With a growl, she dashed after the weak spot. It was only about as wide as her fist, but that was plenty of room for a rapier. When another coil blocked her way, she took a risk and scrambled over it, feeling its inner heat as she rolled off its back. Its hide was not slick, like that of a snake, but rough enough to cut bare skin. Only her gloves and greaves kept her safe.
Her body was already protesting. When she had faced other sleepers, there had always been a surge of strength, an icy rush of clarity. This time, it refused to come. The food she had forced down—the dried fish, the berries, the nuts—had not been enough for a fight like this. She stabbed, but the tip of her rapier only scraped along thick armour, making her curse.
Her shield was snatched from her grasp. Somehow she slipped away once more, but her primal instincts were failing. If she did not flee now, she would have crawled into her own grave. But she was so tired, and so hungry, the weakness slowing her. Fatally slowing her.
Out of nowhere, a tail whipped into her ribs, slamming her against the cavern wall. Her spectacles broke and fell off her face. She hit the ground, still clutching her rapier, head spinning.
The creature loomed above her, its eyes illuminating its face. For one dreadful moment, Melaugo wanted to give up and let it drag her away. She wanted to stop fighting and sleep.
As she stared into its gullet, she wondered how long she would last in its belly.
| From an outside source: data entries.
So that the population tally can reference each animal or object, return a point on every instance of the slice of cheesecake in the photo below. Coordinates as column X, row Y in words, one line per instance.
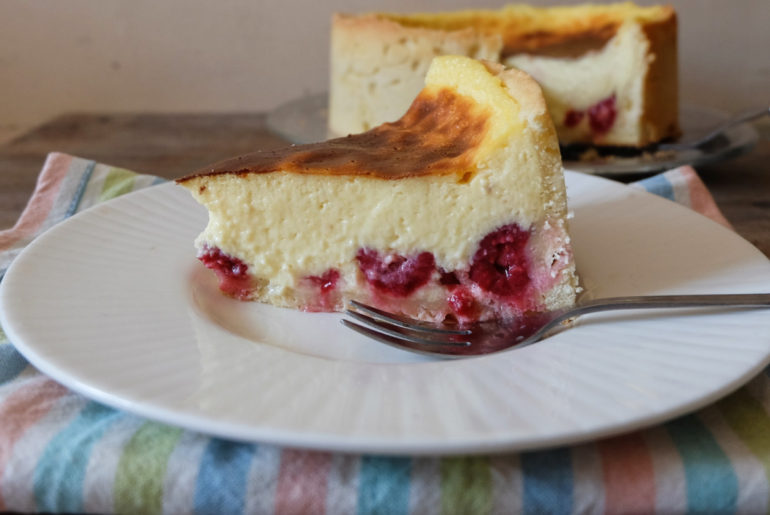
column 456, row 210
column 608, row 72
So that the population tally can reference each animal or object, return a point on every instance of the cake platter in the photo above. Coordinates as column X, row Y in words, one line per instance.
column 304, row 120
column 113, row 304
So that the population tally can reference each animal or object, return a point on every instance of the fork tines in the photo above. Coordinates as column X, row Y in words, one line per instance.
column 394, row 329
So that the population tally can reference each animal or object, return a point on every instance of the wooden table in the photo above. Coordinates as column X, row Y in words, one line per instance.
column 171, row 145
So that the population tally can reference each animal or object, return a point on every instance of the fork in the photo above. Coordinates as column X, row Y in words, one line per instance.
column 457, row 341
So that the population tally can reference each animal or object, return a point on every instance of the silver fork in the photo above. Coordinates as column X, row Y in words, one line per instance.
column 488, row 337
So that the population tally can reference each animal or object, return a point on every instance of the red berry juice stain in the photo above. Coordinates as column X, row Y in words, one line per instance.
column 500, row 265
column 232, row 272
column 601, row 116
column 395, row 274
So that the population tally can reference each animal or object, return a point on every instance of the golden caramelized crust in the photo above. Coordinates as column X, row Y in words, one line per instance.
column 438, row 135
column 553, row 31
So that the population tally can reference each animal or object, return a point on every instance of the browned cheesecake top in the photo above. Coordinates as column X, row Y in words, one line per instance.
column 438, row 135
column 564, row 31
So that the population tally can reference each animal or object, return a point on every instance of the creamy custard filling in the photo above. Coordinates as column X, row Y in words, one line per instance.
column 572, row 87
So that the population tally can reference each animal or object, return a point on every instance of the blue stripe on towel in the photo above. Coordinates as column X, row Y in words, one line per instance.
column 548, row 481
column 61, row 470
column 223, row 476
column 712, row 486
column 384, row 485
column 84, row 179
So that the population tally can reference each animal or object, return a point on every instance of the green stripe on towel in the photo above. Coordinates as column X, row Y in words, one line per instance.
column 142, row 469
column 117, row 182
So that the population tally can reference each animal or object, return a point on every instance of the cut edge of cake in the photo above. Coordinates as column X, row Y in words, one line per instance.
column 502, row 198
column 377, row 61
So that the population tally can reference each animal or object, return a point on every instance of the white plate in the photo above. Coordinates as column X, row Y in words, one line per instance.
column 113, row 304
column 304, row 120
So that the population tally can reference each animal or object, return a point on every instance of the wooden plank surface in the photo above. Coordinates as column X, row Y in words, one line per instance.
column 171, row 145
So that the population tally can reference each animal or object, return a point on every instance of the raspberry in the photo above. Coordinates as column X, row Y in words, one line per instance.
column 500, row 265
column 396, row 274
column 232, row 272
column 462, row 303
column 601, row 116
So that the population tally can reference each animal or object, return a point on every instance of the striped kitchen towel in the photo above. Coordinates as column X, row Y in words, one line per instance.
column 60, row 452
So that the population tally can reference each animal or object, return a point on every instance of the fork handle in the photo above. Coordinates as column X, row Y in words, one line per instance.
column 675, row 301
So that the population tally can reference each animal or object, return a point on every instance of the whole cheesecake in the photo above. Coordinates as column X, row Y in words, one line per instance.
column 455, row 211
column 608, row 72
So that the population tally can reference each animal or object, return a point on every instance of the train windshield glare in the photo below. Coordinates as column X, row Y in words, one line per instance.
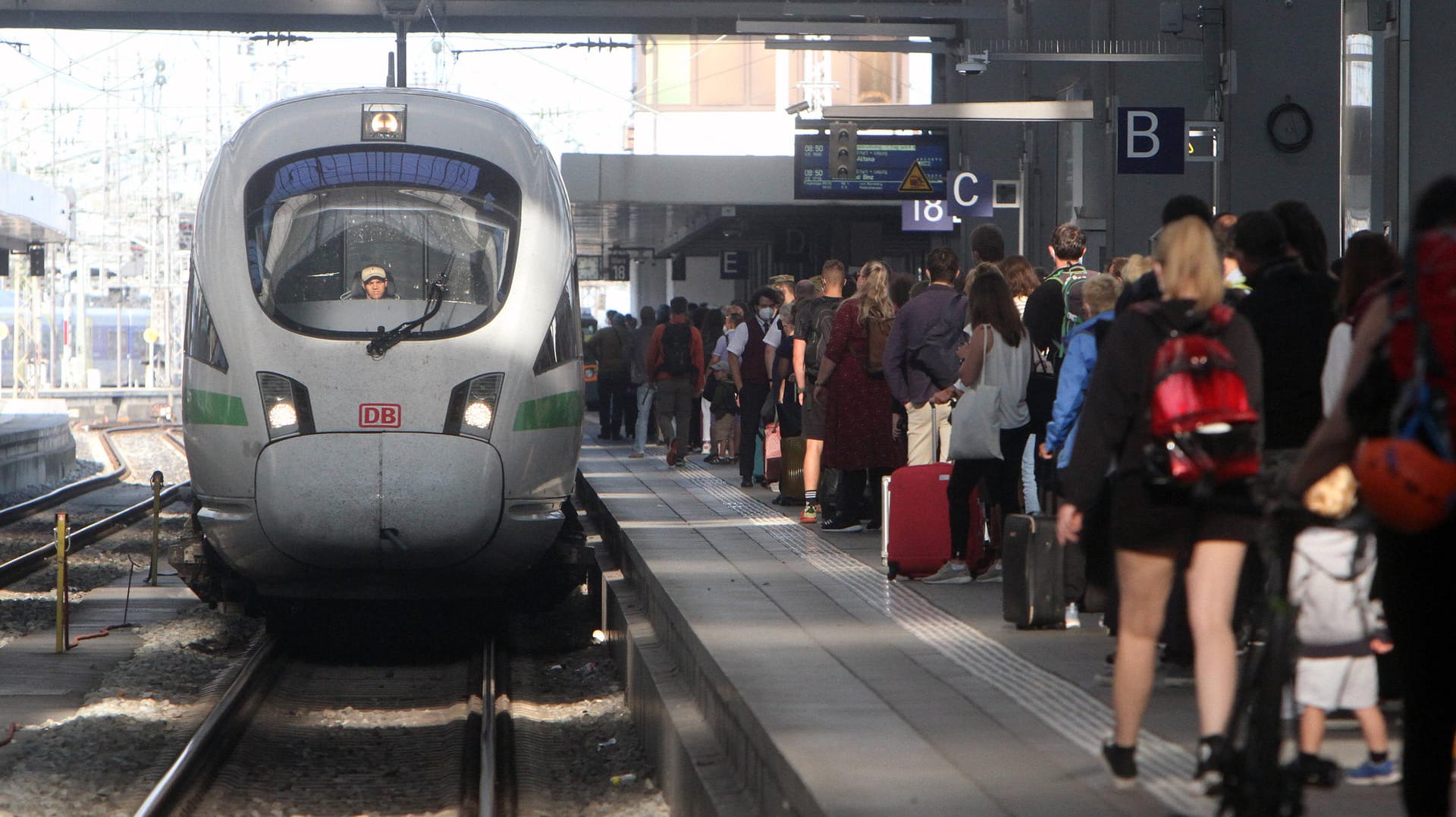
column 324, row 229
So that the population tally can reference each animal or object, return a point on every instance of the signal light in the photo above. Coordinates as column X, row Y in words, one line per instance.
column 36, row 254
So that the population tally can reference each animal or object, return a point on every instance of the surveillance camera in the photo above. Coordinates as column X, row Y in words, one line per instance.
column 973, row 64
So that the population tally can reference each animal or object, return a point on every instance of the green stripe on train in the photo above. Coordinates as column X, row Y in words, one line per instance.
column 552, row 411
column 212, row 408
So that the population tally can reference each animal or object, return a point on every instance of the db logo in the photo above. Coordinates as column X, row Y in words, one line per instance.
column 379, row 416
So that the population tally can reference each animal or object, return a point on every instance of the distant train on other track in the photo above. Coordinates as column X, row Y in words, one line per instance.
column 111, row 357
column 417, row 445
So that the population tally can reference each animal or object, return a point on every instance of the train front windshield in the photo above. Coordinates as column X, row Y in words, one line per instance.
column 324, row 226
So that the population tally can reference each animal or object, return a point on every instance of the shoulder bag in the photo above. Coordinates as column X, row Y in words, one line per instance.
column 974, row 435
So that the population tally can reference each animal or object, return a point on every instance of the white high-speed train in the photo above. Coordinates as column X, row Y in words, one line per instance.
column 419, row 445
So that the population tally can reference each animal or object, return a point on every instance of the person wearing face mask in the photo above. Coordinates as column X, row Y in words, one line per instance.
column 747, row 363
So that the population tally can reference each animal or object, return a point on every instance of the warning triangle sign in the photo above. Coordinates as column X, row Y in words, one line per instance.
column 916, row 181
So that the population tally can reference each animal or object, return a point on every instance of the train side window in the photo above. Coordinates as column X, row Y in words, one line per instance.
column 202, row 343
column 563, row 341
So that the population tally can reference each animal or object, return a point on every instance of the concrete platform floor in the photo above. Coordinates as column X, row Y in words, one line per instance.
column 884, row 698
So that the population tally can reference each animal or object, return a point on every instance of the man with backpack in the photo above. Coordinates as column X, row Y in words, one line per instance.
column 928, row 325
column 814, row 318
column 1401, row 362
column 613, row 350
column 676, row 360
column 1056, row 308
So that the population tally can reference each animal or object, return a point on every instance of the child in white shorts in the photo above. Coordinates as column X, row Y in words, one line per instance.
column 1340, row 633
The thought knocked her apathy loose. Her parents’ faces flashed before her. Liyat appeared like a waking dream, shouting at her to get up, as the lindworm prepared for the kill. That loathsome mouth yawned open, ready to eat Melaugo whole. She waited for it to unhinge its jaw—
—and thrust her blade into the roof of its mouth.
A deafening screech. A shudder of sinew. Thick dark blood splattered her front and seeped along her sleeve. In one desperate movement, Melaugo wrenched her sword back and dived out of reach. A pair of iron fangs clanged down an inch from where her boots had been.
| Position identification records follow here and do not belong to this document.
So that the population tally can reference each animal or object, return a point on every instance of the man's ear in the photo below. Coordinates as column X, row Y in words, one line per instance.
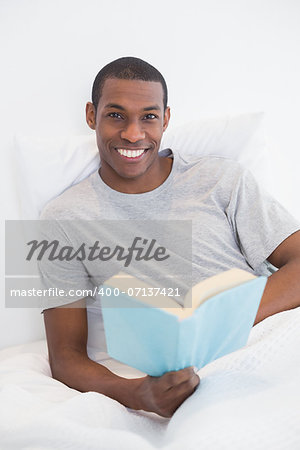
column 90, row 115
column 167, row 115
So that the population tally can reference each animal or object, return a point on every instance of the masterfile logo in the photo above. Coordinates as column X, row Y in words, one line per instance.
column 49, row 260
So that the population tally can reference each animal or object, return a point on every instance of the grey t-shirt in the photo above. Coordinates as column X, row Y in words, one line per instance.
column 234, row 222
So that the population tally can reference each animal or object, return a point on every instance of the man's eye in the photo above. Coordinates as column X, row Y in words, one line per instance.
column 115, row 115
column 150, row 116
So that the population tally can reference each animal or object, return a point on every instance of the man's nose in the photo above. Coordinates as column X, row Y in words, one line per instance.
column 133, row 132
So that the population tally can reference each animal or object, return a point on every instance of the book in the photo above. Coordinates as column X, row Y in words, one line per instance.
column 215, row 319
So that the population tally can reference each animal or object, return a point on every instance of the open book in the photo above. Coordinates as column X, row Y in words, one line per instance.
column 216, row 319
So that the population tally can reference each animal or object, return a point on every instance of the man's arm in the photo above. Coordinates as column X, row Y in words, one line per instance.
column 67, row 331
column 282, row 290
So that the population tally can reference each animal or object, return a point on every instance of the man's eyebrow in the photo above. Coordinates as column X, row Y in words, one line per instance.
column 114, row 105
column 148, row 108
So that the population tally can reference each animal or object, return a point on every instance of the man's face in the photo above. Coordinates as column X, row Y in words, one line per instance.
column 129, row 124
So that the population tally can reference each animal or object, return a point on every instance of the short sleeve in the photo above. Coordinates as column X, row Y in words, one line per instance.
column 63, row 281
column 259, row 222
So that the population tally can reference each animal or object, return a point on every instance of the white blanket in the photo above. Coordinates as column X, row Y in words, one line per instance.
column 246, row 400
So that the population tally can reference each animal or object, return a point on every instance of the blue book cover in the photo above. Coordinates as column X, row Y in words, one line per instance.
column 157, row 340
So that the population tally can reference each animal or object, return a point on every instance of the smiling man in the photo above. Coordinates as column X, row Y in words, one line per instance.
column 129, row 121
column 235, row 224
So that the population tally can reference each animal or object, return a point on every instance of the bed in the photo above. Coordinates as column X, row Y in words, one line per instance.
column 246, row 400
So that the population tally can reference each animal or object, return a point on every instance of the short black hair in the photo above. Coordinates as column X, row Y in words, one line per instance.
column 128, row 68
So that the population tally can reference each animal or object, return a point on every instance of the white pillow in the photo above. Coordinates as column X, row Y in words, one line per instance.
column 48, row 166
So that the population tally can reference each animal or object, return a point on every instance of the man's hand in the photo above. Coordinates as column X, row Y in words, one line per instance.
column 163, row 395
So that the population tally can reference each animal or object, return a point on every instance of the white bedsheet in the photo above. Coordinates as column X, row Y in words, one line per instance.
column 247, row 400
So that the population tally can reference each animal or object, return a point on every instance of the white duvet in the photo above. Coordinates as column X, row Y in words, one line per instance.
column 249, row 399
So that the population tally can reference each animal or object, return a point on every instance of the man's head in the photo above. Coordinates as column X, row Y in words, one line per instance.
column 128, row 68
column 129, row 113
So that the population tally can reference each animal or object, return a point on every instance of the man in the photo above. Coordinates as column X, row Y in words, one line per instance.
column 233, row 226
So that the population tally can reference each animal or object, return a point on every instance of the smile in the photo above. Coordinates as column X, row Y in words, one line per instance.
column 131, row 154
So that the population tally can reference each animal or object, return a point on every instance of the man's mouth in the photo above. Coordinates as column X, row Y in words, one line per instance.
column 132, row 154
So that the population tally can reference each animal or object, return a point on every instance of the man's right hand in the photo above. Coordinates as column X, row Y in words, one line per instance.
column 67, row 331
column 164, row 394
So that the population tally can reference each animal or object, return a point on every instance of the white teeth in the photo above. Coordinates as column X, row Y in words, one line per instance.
column 130, row 153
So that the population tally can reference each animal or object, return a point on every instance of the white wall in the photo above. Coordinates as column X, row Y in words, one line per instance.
column 217, row 56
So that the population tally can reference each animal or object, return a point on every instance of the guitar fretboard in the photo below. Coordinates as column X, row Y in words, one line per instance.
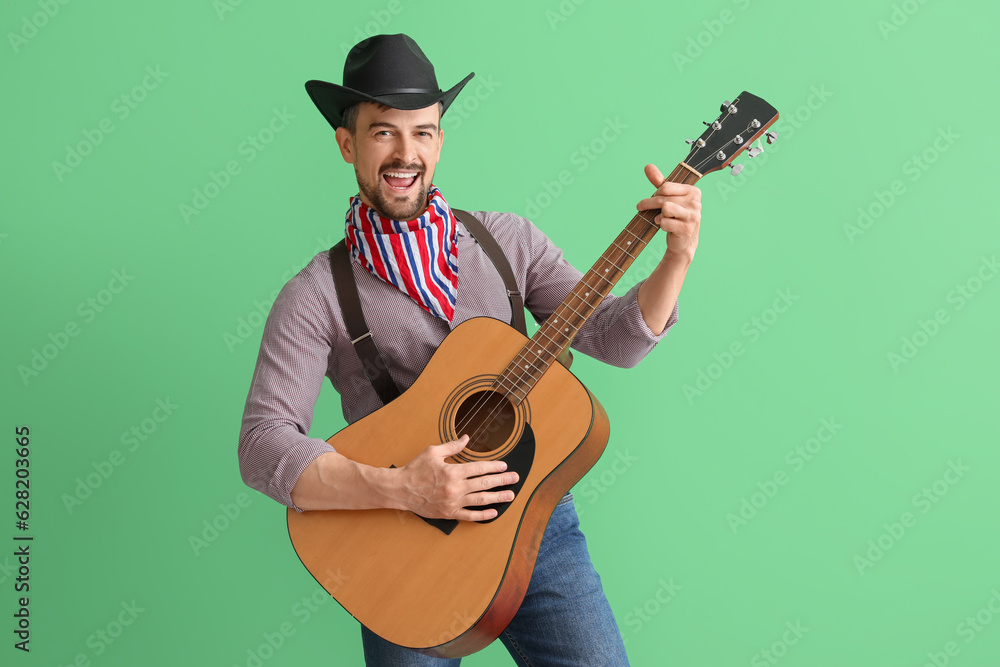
column 558, row 331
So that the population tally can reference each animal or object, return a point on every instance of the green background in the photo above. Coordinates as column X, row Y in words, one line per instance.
column 862, row 88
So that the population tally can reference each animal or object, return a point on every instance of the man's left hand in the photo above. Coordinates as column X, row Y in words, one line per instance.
column 678, row 208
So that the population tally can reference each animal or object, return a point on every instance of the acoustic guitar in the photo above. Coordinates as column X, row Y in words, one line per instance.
column 449, row 588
Melaugo smelled victory. More importantly, she smelled food. With the last of her agility, she plunged her rapier into the weak spot. The lindworm thrashed as gouts of its blood spurted out. With a heaving chest, Melaugo took her maul and hacked off its appalling head.
Her lantern flickered out.
She blindly groped out of the cave. Outside, in the daylight, she took off her left vambrace and shoved up her sleeve to check her arm. No sign of a scratch or graze. With a laugh, she dropped to her knees, and then vomited.